Amendment 34 would provide that nothing in proposed new section 9A of the 1980 act would affect the responsibility of parents for the upbringing, moral education and welfare of their children. The amendment seeks to make an unnecessary and inappropriate provision relating to parental responsibilities, and it restates a principle that is already well established in Scots law. There is a risk that the inclusion of the provision might imply that section 1 casts doubt over the principle that parents have primary responsibility for their children’s upbringing, which it does not. The amendment would not create new rights or duties and would add no substantive value to the bill’s provisions.

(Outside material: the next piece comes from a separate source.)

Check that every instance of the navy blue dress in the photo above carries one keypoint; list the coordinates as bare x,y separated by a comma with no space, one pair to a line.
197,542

Finally, amendment 42 would introduce a statutory obligation to provide legal aid for disputes between pupils and their parents about withdrawal from religious observance. The amendment would undermine the fact that schools and teachers are experienced in having complex and sensitive discussions with parents and pupils on a regular basis and that they already have well-established processes for resolving disagreements. It would also result in significant financial and administrative burdens, and it could create an expectation of formal legal involvement in discussions that are intended to be carried out at school level.
In summary, I encourage members to support amendment 21 and vote against all the other amendments in the group.